第22話 クラスの出し物は縁日
ガヤガヤと騒がしい教室の中、文化祭実行委員会の男子は手を叩きながら「はーい、静かにしてください。うちのクラスの出し物は縁日で決まりです」と言った。
縁日か……いいね! 女子は浴衣姿になったりするのかなぁ? ──いや、大変だから無理だろうな。まぁ、そうじゃ無くても恋人になって初めて過ごす文化祭なんだ。きっと楽しいに違いない。
──こうして出し物が決まった俺達は放課後、学校に残って、少しずつ文化祭の準備を始めた。その甲斐があり、前夜祭がある日には、ほとんど完成していた。
何か手伝う事はないかと、周りを見ていると、机を持ったクラスメイトの男子が「光輝、ちょっと退いてくれ」と、目の前を通ろうとする。
俺は慌てて後ろに避けた──が、なんと後ろに何かがあって、足を取られて豪快に転んでしまう。
「きゃあ!!」
「おい、大丈夫かよ!?」
クラス内が一気に騒がしくなる。それもそのはずだ。俺が転んだ場所は水の入ったプールの中だったのだから。
真っ先に星恵ちゃんが慌てた様子で俺に近づき「光輝君! 大丈夫!?」と心配して手を差し伸べてくれる。

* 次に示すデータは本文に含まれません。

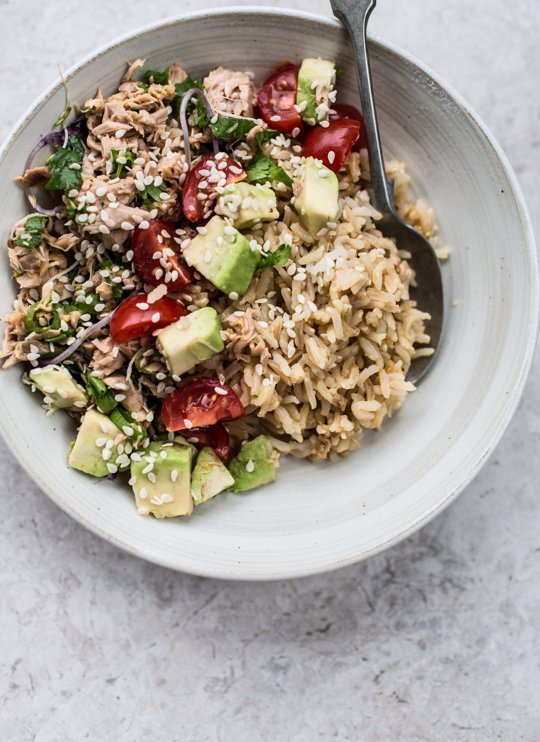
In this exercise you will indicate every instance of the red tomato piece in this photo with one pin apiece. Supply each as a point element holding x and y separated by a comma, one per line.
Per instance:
<point>216,437</point>
<point>332,144</point>
<point>136,318</point>
<point>200,402</point>
<point>202,182</point>
<point>346,111</point>
<point>156,260</point>
<point>277,97</point>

俺は星恵ちゃんが濡れてしまうので自分で手を着いて起き上がった。
「はは……やっちまった」
「痛いところない?」
本当はお尻が痛いけど、我慢をして「うん、大丈夫。金魚が入る前のプールで良かったよ」
「もう……冗談を言う余裕があるから大丈夫そうね。いま保健室からタオルを持ってきてあげるから、ここで待ってて」
「面目ねぇ」
──何人かのクラスメイトが文句も言わず、床を拭き始める。
「ごめん」
「いいよ、いいよ。誰にだって失敗はあるって」
「そうだよ」
クラスメイトはそう言ってくれて、本気で泣きそうになる。高橋さんは俺に近づき、「制服を絞るならどうぞ」と、バケツを床に置いていってくれた。
「あ、ありがとう」
普段はクラスメイトと、あまり関りを持たない方なのに……こういう時、クラスメイトの優しさを知る。

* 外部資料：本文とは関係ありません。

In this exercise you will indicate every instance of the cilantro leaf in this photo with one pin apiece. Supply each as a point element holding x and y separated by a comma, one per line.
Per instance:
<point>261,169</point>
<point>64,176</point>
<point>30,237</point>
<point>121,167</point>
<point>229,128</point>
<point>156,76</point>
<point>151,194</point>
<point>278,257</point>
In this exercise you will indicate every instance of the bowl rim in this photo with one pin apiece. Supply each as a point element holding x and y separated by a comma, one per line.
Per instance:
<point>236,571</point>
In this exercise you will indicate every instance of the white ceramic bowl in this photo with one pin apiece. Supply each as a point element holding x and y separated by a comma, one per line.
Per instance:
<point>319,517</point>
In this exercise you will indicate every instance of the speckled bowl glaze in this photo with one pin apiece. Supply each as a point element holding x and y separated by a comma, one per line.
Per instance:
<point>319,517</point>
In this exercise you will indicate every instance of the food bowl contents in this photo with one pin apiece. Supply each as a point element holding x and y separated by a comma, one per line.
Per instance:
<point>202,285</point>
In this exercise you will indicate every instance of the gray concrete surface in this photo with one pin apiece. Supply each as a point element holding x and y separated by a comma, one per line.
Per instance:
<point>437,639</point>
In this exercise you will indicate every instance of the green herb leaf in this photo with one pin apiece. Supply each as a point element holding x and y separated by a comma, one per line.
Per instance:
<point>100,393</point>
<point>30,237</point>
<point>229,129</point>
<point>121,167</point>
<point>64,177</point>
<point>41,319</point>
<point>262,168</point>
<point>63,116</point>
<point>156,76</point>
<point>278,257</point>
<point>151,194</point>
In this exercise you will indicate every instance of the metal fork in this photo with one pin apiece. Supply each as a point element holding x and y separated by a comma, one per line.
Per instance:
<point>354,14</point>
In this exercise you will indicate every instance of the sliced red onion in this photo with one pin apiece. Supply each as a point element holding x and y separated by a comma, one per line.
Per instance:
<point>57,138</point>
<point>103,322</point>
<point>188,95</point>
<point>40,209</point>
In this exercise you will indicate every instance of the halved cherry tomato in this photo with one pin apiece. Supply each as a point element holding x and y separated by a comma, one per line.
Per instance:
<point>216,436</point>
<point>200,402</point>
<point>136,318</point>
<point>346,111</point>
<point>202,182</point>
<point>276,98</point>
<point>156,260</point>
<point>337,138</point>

──しばらくして、星恵ちゃんが戻ってきて「光輝君、借りて来たよ」と、俺にハンドタオルを差し出す。
「ありがとう」と俺は返事をして、星恵ちゃんからハンドタオルを受け取った。
直ぐに体や髪を拭いて、水が垂れてこない事を確認すると、机にタオルを置く。今度は雑巾を手に取り、濡れた所を拭き始めた。
「光輝君、私がやるからもう帰ったら?」
「いや、自分がやった事だし、拭き終わってから帰るよ」
「もう……真面目なんだから」
星恵ちゃんはそう言いながらも、近くにあった雑巾を手に取り、床を拭くのを手伝ってくれた。
※※※
次の日の朝。何だか寝苦しくて、目を覚ます──あれ……何だか体がダルイ気がする。
「やべぇ……やっちまったか?」
俺はゆっくり上半身を起こし、ベッドから立ち上がった──部屋を出て一階に下りると、キッチンにいる母親に「体温計、どこ?」
「え? 風邪引いたの?」
「分からねぇ」
「昨日、濡れて帰ってくるから……」
「仕方ねぇだろ。で、どこにあるの?」
「リビングにある棚の中よ。救急箱の中」
「分かった」
俺がリビングに向かって歩き出すと、母親は「熱があったら休みなさいね」と言ってくる。
「あー……分かった」
きっと、ダルイのなんて気のせいだ。俺は救急箱から体温計を取り出すと体温を測りだす──ピピピと体温計が鳴り、取り出して見ていると、母親が俺に近づきながら「何℃だった?」と聞いてくる。
聞くなよ……っと、イライラしながら俺は「36.5℃」と嘘をつく。本当は37.5℃と微妙な所だった。
「本当に?」と母親は疑いの目で見つめ、俺から体温計を取り上げる。そして体温計の温度をみると「あら……微熱があるじゃない。今日は休みなさい」
「これぐらい大丈夫だって!」
「ダメよ、悪化したら大変だし、周りの人にも迷惑が掛かるでしょ?」
うぅ……ぐぅの音も出ない……でも行きたい!
「どうしてそんなに行きたいの?」
「え?」
「あなたいつも学校を休んで良いよって言ったら喜ぶじゃない」
「それは──」
星恵ちゃんと過ごしたいからなんて口が裂けても言えないよな……何で親ってこう、答え辛い時に追求してくるんだ?
「学園祭だからに決まってるじゃん」
「そう……とにかくダメよ、寝てなさい」
「──はーい」
俺は諦め、体温計を救急箱に戻すと、自分の部屋へと戻った──。